O’Brien is expecting more traffic, especially at the beginning, he said. Any time a bar has people in it is good for sales.

Midshipmen have always been supportive of his workplace.

They also like to visit Pusser’s Caribbean Grille, with some midshipmen commenting on social media last weekend that they were visiting the establishment.

But the return of the midshipmen did not necessarily affect sales, said Chris Townsend, food and beverage director.

It is too hard to tell if customers are midshipmen, he said, but he acknowledged that midshipmen are a big part of Annapolis.

“On a nice day, we’re always busy,” Townsend said.

Pusser’s does expect to see some bigger crowds during Commissioning Week, Townsend said.
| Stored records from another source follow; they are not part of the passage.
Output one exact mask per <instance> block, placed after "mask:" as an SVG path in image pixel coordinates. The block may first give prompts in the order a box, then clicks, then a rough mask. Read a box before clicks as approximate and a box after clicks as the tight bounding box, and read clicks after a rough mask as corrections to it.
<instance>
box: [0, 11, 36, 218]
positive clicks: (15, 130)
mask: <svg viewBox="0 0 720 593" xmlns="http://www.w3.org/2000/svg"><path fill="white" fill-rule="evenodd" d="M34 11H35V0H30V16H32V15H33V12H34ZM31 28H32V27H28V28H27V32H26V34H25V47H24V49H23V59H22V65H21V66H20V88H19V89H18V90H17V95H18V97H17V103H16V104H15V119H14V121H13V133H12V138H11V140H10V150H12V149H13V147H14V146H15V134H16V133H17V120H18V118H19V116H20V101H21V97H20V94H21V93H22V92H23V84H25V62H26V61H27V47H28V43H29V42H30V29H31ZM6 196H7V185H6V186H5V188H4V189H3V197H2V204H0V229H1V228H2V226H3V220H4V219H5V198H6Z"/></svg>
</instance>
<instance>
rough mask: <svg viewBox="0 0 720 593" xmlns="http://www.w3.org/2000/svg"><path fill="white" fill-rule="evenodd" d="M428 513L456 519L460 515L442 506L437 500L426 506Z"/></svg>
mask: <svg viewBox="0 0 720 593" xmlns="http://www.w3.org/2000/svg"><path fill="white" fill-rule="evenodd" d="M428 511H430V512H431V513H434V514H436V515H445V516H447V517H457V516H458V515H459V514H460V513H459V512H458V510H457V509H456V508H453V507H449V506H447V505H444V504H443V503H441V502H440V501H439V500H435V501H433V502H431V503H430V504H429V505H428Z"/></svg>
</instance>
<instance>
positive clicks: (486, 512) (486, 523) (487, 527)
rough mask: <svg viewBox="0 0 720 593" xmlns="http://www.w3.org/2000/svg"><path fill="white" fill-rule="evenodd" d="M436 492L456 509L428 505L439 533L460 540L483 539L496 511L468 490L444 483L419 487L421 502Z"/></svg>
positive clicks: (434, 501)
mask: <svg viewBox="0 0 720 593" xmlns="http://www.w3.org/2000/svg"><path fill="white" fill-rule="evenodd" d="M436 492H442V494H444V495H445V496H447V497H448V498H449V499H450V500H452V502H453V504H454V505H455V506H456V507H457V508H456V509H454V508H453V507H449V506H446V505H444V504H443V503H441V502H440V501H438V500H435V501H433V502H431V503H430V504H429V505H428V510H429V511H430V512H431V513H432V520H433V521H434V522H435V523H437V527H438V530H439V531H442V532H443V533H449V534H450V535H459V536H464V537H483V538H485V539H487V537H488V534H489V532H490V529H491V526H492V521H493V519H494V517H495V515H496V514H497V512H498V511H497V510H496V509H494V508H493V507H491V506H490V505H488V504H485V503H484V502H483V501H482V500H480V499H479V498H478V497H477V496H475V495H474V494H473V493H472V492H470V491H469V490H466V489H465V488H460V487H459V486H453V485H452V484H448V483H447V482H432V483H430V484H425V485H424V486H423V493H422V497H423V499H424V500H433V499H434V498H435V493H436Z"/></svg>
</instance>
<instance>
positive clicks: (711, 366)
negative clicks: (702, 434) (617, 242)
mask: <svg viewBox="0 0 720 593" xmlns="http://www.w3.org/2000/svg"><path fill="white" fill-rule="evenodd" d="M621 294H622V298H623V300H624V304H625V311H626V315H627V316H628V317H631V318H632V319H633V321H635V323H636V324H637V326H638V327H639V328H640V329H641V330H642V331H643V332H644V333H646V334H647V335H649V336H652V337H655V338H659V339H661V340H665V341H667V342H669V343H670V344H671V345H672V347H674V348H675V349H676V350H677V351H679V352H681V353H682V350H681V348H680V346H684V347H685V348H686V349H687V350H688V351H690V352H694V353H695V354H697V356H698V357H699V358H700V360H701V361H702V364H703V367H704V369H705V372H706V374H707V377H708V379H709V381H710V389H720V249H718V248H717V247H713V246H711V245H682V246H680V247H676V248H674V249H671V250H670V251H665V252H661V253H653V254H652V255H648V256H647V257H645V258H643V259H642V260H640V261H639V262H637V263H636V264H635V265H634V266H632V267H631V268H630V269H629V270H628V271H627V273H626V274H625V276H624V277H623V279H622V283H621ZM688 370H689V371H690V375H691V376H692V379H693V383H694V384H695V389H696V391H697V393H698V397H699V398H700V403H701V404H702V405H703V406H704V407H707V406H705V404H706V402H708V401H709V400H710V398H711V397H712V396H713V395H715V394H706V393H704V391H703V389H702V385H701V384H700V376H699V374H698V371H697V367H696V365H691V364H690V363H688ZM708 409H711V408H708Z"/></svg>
Blue Angels often bring afternoon traffic. Then there is Memorial Day Weekend, which is busy.

The grille is also seeing a boost from more things opening, Townsend said, adding it is exciting to have everyone come back again.

Outside of visiting restaurants and bars, the change to HPCON Bravo meant that midshipmen and any service member working at the Naval installations could go to movie theaters, stay in hotels off of the installation — outside of just when necessary due to an outbreak — or visit parks and beaches, according to a flyer from the Naval District Washington.

It also meant being able to go to barbershops and hair salons not located on the installations.

Fort George G. Meade is also in HPCON Bravo. The base announced via Facebook Friday that it would follow Centers for Disease Control and Prevention guidance, and those who are fully vaccinated — two weeks out from their second vaccination — are allowed to forgo a mask inside and outside on the installation.